Today and every day, our commitment is to justice and liberation of Black people. In the past several weeks, faced with the unrelenting violence at the hands of the police, we have grounded in this commitment to our community and to the values of solidarity, intersectional organizing, community led safety, and the hard, vital work of creating systems of accountability that are anchored in healing justice and transformation.

Black Visions is a Black-led movement organization in the Twin Cities. Reclaim the Block is a campaign focused on moving resources out of MPD, which is anchored by leadership from Black Visions alongside a multiracial group of other community members. Because of how closely linked our work is, we work and write this letter together, so that we are clear and consistent with our community. 

As a young collaboration, growing in public, we are committed to creating modes of accountability that center our people, our families, and our abolitionist politic. We have been listening open-heartedly to calls from our community for clarity, understanding, communication and accountability as our work has been placed in a national spotlight over the past two weeks, and people want to know how our resources are being used.

Towards the end of the first week of the uprising, as people reached out to contribute to our work, we began redirecting people to send their donations to underfunded organizations and funds in our network, and continue to do so. We aimed to spread support and resources across the radical organizing ecosystem that is responding to uprising efforts, because we know that we are part of a movement ecosystem in the Twin Cities that is strong and vast. In order to do this with intention and alignment with our values:

  • We clearly assert that any organization or individual who wishes to fundraise on our behalf, especially locally, first contact us directly so we are able to consent.
  • We strongly encourage allies ready to support our work to understand the full scope of need right now, and invest in the many other amazing organizations within our ecosystem.
  • We clearly articulate a commitment that any fundraiser we host will also benefit and support other Black-led organizations and/or formations in Minneapolis.

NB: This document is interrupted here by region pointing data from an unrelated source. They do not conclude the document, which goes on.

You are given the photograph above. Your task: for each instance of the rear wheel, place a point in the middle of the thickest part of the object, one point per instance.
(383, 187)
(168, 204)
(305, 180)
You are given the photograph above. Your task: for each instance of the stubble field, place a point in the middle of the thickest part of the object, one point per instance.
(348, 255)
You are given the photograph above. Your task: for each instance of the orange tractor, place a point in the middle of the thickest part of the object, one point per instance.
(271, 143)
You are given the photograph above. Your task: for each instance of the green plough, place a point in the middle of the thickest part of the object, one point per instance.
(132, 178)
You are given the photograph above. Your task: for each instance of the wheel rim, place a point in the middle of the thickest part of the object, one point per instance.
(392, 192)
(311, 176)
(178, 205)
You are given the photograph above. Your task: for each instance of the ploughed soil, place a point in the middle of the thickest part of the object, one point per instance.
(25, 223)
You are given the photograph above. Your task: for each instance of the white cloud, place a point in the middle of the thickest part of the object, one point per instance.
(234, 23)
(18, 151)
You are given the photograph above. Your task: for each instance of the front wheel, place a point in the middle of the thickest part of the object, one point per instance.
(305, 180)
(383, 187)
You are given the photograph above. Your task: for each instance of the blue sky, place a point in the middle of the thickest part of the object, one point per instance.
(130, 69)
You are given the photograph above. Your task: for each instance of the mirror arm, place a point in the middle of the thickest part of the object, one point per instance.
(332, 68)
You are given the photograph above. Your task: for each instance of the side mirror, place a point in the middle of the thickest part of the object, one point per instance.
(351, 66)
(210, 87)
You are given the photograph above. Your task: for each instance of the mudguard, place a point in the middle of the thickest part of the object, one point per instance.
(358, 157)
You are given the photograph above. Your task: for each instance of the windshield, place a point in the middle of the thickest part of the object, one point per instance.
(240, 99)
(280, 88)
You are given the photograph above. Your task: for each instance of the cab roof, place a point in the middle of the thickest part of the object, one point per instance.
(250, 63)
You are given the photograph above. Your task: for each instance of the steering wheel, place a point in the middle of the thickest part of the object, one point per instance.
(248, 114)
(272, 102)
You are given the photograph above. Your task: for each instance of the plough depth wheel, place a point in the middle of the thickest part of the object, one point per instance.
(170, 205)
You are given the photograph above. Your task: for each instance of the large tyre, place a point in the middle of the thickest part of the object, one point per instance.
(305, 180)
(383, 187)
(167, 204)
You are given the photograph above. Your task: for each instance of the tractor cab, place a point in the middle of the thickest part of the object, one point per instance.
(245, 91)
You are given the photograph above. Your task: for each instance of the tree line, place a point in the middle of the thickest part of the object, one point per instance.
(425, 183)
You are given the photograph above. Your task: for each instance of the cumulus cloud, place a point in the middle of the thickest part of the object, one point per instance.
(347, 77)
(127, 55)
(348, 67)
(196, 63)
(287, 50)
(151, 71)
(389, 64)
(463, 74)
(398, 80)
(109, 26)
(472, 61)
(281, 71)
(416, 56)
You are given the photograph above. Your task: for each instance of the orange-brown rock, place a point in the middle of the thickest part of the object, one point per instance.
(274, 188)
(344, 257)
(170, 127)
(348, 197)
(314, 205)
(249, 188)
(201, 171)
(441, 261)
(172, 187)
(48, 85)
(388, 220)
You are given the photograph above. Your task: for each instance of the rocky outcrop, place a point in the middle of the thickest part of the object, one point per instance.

We see this work, to reimagine systems of accountability, as a core part of our abolitionist mission. It is in service of a shared vision for just alternatives to carceral and punitive responses to harm, that we write to our community today. We offer the following:

  • Transparency about how much money we have raised, and where it has come from. To date, we, Reclaim the Block and Black Visions combined, have raised $26.1 million via our online donation database. We are continuing to account for additional money from other sources via mail in check, foundations, employee matching programs and donor-advised funds. This exact number will be available in the coming week.
  • A virtual community meeting to continue this, and other conversations, about our goals and shared vision. The meeting will be held via Zoom, Tuesday, June 23rd at 5pm CST. Register here.
  • From our beginning, we have been working to embody a commitment to sustainability, strategy, and long term vision, toward building a thriving and intersectional, Black organizing ecosystem. We will continue to be stewards of this work and maintain this as a long-term commitment. For more on our plans to redistribute more of this money outside of the emergency fund, see our earlier statements. We also plan to be in an ongoing communication about these plans as we build them.
  • To that end, Black Visions and Reclaim the Block have created an emergency fund to get $700,000 ($500K available from RTB funds and $200K from Black Visions) into the hands of individuals and organizations that have been on the frontlines, leading strategies to advance community-led safety, and who have emergency needs. The application is open, and available here. Please share and apply.

We invite you to join us in this movement to protect and defend Black life, and we close with two important reminders. First, as a Black, Queer and Trans-led organization, we know too well the patterns of anti-Blackness that result in the rapid distrust of Black leadership, especially when composed of Black women, femmes, youth, nonbinary folks, and Trans people. Historically, we know that this distrust is often part of a concerted effort to discredit our work. Ultimately, history has shown us that capitalist systems are not designed to serve our communities. We are simultaneously working within and against these systems in order to meet our communities’ needs.

Finally, and most importantly, we are here to transform the world, away from punishment and disposability, and into Black Liberation and community accountability. We ask our community to be in principled struggle with us, and to give us an opportunity to model what Black Liberation and centered accountability looks like to us. We ask you to trust, wholeheartedly, the leadership of  Black women, femmes, youth, nonbinary folks, and Trans people. We are leading. We are all collectively transforming the world. And we are worthy of your trust.